小説教室で教わったことはすべて忘れなさい。とにかく、書きなさい。
桃水は夏子にアドバイスします。
夏子は苦しい、こわい、お手本が欲しい、と言います。
桃水は、書くことは苦しい、書くことは異常だ、誰も何も書かなくても生きていける、なにのきみは書こうとしている。だったらもっと狂うのだ、もっともっと狂ってついに書くことが苦痛でなくなるまで。と言います。
書きなさい。
でも、なにを?
それだけはぼくは君に教えることが出来ない、きみが書くべきものは君の中に深く埋もれていて、君が自分の力で尋ね、掘り当てなければならないのだから。
夏子は一週間かけて、自分が体験した恋愛をいくつかアレンジしてささやかな短編を書きます。待ち合わせのカフェで桃水にそれを渡すと、桃水は原稿の最初のページに目を落とし、それからゆっくりと引き裂くと黙ったままテーブルに置きます。
いってよ、なにが悪いの?読まないでもわかるぐらいにひどいの?
いや、ひどくはないかもしれない。もしかしたらいい小説だったかもしれない。
じゃあ、なぜ?夏子は涙を流しながらたずねます。
きみは諦めなければならないから、と桃水はいった。

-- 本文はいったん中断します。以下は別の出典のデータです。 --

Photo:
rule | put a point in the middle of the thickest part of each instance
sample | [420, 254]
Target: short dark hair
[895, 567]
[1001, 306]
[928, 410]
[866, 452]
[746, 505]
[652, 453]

なにを?大切なものをたくさん。たとえば、まず自分が書いた最初の作品を。きみが書いたのはなに?大切な思い出の一つ?すると、夏子は小さくうなずいた。だったら、それをきみは捨てなければならない。人はふつう大切なことを書こうとする。自分にとってかけがえのない記憶を伝えようとして書こうとする。それは小さなことだ。まず、きみはきみのいとおしいものを棄てなければならない。そうでなければ、どうしてそれを他人に伝えることができるだろう。きみが守らなければならないのは、きみが大切に思っていることではない。きみの作品だ。きみが自分を守ろうとする限り、どうして他人がきみの作品を大切だと思うだろう。
桃水は夏子の胸にそっと手を置き、
きみが書かなければならないことはここに眠っているんだ。
と言うのです。
何かを表現したいひと、である自分にはちょっとズッキューンとくる文章でした。ジーンとしました。
文中の桃水の小説教室が後に『一億三千万人のための小説教室』になったのかな。この本も実は小説、なのだったりして。こちらもオススメです〜。